Comcast says it needs to get bigger to compete
Before a Senate hearing on Comcast’s proposed merger with Time Warner Cable, the company dropped a lengthy memo to the Federal Communications Commission, summed up in a blog post. In part, it argued that the merger would be good for competition in broadband, since Comcast’s rivals— including telecoms like Verizon and AT&T— are so big.
Which is a different question from whether they offer broadband services that actually compete with Comcast. Andy Hargreaves, a Pacific Crest Securities analyst who looks at both TV and tech, thinks Comcast already dominates, with other companies unable to consistently offer similar speeds.
He estimates that the merged company would have the best-quality service in about 70 percent of the U.S. market. He thinks that’s a problem — it gives the company power to keep jacking up prices. “They are exceptionally good at raising rates,” he says.
However, he doubts these questions will sink the deal. Merging the companies, he says, doesn’t actually make it much harder for a real competitor to emerge.
“It’s already near impossible,” he says. “So raising the bar from really, really, really, really, really, high to really, really, really, really, really, really, REALLY high is not that big a deal.”

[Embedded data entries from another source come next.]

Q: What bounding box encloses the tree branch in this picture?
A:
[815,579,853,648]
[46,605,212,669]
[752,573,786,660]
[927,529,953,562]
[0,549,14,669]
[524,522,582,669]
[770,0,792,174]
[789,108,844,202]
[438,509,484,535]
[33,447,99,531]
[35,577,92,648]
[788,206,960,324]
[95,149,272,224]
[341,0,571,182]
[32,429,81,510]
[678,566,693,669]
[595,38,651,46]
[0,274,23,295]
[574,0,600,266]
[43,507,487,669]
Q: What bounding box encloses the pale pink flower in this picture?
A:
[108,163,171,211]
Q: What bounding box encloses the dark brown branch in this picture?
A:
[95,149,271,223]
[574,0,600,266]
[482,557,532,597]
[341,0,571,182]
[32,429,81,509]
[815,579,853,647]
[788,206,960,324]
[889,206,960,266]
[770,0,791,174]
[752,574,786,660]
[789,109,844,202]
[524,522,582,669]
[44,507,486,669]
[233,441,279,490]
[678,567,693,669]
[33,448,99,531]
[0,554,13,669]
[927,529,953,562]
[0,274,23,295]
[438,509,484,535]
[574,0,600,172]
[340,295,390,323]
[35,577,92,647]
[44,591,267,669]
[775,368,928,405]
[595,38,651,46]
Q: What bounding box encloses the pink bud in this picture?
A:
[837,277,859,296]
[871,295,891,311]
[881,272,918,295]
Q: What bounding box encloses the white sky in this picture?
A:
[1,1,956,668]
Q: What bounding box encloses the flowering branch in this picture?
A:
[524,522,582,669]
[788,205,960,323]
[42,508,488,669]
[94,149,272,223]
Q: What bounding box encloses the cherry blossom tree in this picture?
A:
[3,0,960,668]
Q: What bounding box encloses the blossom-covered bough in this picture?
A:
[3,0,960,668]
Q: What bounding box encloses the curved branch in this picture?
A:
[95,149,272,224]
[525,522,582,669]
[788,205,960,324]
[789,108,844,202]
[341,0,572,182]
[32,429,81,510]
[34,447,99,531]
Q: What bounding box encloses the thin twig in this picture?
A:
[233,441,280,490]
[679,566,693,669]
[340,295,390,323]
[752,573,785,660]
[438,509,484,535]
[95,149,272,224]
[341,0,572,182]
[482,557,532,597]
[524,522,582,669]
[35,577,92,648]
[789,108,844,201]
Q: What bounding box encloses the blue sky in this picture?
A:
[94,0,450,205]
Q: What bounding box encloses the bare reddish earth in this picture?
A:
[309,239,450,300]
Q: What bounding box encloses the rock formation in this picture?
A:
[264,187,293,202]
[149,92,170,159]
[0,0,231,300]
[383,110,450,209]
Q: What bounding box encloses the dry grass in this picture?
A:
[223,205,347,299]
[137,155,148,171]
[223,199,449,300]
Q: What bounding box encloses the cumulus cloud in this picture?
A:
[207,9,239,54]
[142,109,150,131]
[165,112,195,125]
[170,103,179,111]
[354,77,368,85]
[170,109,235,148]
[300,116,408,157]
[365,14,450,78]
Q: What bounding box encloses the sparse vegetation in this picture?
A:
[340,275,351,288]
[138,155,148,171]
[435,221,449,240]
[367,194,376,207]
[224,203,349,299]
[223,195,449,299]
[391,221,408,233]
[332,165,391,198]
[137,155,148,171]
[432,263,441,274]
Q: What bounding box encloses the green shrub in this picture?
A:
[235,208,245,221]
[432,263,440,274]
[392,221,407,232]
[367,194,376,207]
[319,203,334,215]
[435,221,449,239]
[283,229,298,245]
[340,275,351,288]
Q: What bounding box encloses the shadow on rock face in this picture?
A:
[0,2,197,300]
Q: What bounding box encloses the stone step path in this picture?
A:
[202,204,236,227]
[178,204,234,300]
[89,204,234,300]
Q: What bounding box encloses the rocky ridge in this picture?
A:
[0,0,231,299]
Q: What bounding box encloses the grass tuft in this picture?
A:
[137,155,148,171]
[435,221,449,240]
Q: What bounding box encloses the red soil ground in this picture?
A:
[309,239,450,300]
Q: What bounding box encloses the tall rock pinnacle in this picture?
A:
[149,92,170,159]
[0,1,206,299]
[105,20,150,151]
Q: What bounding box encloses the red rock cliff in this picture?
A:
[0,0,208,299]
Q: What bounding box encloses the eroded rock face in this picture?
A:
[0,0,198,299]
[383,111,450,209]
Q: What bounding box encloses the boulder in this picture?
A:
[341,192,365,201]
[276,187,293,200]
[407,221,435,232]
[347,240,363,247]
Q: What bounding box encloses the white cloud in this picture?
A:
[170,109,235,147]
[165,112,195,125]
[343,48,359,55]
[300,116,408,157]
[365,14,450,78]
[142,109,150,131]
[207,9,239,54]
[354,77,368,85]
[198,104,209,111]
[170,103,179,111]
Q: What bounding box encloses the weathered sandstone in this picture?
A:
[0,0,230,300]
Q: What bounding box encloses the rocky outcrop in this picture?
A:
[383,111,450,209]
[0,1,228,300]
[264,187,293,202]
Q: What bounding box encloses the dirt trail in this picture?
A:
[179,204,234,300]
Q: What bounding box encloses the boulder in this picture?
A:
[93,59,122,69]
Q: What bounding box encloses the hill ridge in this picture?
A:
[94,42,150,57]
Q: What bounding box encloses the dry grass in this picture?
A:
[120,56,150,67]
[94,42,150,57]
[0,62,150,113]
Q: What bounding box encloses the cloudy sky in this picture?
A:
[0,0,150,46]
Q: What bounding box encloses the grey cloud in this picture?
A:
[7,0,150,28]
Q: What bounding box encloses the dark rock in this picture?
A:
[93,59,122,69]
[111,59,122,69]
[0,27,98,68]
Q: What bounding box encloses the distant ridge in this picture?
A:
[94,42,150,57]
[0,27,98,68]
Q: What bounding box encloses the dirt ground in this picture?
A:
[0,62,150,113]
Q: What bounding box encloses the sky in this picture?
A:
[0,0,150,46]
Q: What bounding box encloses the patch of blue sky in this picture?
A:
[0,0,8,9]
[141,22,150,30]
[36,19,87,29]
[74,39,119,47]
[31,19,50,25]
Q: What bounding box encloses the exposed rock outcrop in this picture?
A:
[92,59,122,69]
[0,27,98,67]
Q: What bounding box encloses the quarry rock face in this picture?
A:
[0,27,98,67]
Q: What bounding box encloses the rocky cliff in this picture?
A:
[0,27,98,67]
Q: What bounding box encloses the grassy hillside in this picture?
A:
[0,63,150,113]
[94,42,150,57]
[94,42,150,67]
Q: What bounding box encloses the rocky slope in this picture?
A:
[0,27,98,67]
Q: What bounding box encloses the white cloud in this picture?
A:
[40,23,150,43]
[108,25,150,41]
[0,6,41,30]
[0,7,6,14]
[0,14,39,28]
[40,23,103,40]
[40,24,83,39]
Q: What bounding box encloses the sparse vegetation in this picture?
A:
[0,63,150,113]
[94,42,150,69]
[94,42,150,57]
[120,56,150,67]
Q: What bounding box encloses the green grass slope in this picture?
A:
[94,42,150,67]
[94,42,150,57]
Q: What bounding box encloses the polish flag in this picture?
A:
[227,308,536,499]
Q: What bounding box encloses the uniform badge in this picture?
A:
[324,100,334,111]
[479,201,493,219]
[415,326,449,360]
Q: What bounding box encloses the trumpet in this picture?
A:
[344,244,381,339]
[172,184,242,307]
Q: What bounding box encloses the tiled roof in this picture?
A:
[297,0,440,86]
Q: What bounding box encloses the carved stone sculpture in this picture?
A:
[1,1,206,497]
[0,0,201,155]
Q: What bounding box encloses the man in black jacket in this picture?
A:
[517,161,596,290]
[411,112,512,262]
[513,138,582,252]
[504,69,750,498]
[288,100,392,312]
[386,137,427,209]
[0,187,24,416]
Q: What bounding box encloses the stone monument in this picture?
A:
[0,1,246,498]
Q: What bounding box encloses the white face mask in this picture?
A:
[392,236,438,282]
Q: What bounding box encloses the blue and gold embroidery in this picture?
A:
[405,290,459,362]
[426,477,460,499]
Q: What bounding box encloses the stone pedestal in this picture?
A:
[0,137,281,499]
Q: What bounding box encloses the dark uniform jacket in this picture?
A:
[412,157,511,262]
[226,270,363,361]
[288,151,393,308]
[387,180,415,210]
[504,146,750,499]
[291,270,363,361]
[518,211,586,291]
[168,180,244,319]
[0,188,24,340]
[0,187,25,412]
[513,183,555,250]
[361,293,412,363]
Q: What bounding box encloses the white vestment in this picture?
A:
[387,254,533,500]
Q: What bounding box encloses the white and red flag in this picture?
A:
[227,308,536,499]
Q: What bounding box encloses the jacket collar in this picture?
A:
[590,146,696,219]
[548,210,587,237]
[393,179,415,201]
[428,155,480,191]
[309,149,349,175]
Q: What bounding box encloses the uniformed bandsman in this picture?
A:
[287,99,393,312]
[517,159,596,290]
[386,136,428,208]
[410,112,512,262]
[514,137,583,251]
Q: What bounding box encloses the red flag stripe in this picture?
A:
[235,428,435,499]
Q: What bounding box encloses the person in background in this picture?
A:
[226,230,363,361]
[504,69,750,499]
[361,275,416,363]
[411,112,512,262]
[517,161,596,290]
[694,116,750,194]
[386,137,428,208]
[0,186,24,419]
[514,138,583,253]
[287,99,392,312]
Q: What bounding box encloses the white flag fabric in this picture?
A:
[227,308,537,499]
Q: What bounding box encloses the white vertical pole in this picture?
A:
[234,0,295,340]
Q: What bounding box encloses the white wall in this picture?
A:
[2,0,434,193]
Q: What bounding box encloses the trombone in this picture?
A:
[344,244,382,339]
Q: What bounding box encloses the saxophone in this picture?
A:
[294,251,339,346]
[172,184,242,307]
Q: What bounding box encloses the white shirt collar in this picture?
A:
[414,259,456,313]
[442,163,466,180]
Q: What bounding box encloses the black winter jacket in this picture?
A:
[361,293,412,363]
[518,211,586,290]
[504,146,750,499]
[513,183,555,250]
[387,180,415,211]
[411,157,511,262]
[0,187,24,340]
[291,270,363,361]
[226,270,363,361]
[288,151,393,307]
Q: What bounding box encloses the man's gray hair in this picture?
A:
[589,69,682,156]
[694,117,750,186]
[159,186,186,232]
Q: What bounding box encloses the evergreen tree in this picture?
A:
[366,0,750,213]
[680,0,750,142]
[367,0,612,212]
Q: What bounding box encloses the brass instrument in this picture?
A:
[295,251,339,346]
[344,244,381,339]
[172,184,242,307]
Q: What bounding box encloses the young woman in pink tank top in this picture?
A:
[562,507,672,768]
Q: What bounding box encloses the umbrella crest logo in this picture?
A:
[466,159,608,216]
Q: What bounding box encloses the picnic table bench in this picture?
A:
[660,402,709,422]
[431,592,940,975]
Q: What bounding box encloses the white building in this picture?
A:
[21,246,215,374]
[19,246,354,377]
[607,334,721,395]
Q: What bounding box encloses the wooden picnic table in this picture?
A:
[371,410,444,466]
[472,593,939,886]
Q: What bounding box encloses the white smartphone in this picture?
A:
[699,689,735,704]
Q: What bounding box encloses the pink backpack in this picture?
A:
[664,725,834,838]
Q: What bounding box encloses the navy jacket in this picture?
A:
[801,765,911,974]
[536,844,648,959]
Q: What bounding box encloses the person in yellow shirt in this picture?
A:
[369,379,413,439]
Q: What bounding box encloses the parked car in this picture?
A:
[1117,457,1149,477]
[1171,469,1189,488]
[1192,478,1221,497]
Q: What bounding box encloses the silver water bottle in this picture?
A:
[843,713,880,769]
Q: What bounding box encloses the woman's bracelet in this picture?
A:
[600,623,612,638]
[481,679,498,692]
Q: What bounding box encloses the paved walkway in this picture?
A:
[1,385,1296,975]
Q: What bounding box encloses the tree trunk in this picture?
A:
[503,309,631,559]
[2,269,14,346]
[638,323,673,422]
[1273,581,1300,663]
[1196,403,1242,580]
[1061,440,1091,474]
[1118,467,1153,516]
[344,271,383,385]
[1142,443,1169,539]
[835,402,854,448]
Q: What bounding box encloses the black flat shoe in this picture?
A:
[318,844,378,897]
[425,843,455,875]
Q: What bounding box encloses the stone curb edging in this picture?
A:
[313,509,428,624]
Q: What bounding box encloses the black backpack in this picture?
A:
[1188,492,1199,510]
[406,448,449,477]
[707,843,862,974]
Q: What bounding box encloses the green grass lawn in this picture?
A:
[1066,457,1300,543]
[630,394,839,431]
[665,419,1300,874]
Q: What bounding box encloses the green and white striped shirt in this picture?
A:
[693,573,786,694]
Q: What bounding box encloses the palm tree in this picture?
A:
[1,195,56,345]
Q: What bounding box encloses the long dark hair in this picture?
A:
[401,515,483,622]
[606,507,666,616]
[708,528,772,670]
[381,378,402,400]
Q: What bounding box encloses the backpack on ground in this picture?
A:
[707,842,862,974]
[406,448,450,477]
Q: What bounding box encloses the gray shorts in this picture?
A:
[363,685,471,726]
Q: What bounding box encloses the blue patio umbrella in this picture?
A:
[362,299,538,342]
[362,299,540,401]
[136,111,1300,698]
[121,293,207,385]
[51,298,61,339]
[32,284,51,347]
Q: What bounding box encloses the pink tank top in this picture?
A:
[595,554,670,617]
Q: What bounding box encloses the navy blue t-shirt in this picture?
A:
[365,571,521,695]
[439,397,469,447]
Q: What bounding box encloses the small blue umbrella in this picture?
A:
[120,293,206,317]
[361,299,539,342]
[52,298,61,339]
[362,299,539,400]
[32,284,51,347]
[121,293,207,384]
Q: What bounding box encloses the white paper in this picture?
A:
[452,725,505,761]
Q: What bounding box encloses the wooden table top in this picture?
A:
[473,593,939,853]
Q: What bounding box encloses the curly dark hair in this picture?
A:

David Balto, an anti-trust lawyer and a former Federal Trade Commission official, thinks the merger will likely be approved. Comcast and Time Warner haven’t been competing with each other before the merger in existing markets, so consumers aren’t losing choices.
“You may not like the competitive environment,” he says, “but there are scores of mergers that the FTC and the Justice Department have approved because they could not find a loss of competition.”